New York banned “zone pricing” of gasoline as of last November. In the news:
(Henrietta, N.Y.) – Nine months after a state law banning zone pricing for gas went into effect, drivers can still find about a 20 cent per gallon disparity in price depending on where they buy it.
For example, gas at the Kwik Fill in Henrietta is $2.51 a gallon–18 cents less than at the Kwik Fill in Greece. …
New York State Senator Jim Alesi (R), of Fairport, wrote that law. He suspects wholesale suppliers and he’s already proposed an amendment to include them in a new law.
“We have to include the wholesalers in this, because as long as the wholesalers are not included in this then they can still engage in zone pricing,” he said.
Not sure what Sen. Alesi is talking about. According to the text of the law, it only applies to wholesalers. (To wit: “No wholesaler shall engage in zone pricing with respect to any motor fuel of like grade or quality.”)
Zone pricing has been discussed extensively here in the past (click to see posts). As previously noted, zone pricing is the practice of gasoline wholesalers setting prices for sale to gasoline retailers by area, based upon a projected ability of the area to support higher or lower prices.
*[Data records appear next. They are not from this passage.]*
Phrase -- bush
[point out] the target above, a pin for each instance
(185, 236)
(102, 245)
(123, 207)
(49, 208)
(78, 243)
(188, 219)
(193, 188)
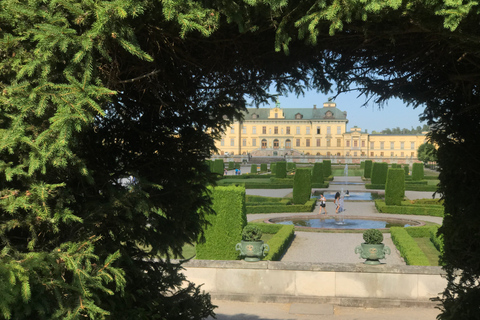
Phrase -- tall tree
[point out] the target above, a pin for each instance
(92, 92)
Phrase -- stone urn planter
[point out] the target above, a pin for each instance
(372, 249)
(251, 247)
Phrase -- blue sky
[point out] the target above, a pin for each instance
(370, 118)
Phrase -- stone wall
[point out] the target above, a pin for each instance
(341, 284)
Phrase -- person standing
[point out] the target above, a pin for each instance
(323, 204)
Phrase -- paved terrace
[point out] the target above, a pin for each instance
(328, 247)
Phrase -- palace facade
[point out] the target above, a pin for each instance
(311, 131)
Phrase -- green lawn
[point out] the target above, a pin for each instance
(429, 249)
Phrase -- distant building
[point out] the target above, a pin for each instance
(311, 131)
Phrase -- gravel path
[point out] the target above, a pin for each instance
(338, 247)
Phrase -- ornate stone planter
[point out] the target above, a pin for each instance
(252, 250)
(372, 252)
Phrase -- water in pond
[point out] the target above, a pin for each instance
(351, 196)
(344, 223)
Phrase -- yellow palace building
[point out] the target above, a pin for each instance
(312, 132)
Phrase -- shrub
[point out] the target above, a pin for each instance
(281, 169)
(218, 166)
(251, 233)
(226, 226)
(379, 173)
(395, 187)
(373, 236)
(317, 173)
(417, 171)
(327, 168)
(367, 172)
(302, 185)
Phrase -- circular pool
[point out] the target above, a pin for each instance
(342, 222)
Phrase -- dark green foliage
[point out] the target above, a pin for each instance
(218, 166)
(273, 168)
(379, 173)
(407, 208)
(367, 173)
(417, 171)
(408, 248)
(225, 229)
(372, 236)
(251, 233)
(395, 187)
(327, 168)
(302, 188)
(281, 170)
(317, 173)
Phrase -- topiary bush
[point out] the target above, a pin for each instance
(225, 228)
(317, 173)
(327, 168)
(302, 185)
(281, 169)
(379, 173)
(373, 236)
(417, 171)
(395, 187)
(367, 172)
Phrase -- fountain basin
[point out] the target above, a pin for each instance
(343, 222)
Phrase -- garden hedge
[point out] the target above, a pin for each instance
(395, 186)
(327, 168)
(281, 169)
(225, 229)
(417, 171)
(379, 173)
(367, 172)
(302, 185)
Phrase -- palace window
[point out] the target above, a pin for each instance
(275, 144)
(288, 144)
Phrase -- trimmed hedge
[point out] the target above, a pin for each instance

While practices vary by wholesaler, typically incomes in the area and the level of competition between retailers would be taken into account as wholesales select the price it wishes to charge.
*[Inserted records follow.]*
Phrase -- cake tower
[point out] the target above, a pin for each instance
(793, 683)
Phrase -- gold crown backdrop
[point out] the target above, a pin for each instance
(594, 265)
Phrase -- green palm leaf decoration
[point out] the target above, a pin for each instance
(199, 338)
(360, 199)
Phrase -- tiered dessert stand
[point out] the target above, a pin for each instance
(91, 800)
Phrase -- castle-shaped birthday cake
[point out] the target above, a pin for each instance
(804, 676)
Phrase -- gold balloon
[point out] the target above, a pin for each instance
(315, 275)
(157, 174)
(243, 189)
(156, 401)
Opponents of the practice, typically those gasoline retailers facing higher than average wholesale prices, claim that zone prices cause higher prices for consumers. Economic analysis tends to support the view that zone pricing raises some retail prices and reduces others, with no clear negative impact on consumer welfare. To the extent a zone pricing ban would affect prices, it would be expected to raise prices in lower-income areas and reduce prices in higher-income areas.
For this reason a zone pricing ban is sometimes considered “consumer protection for the affluent.”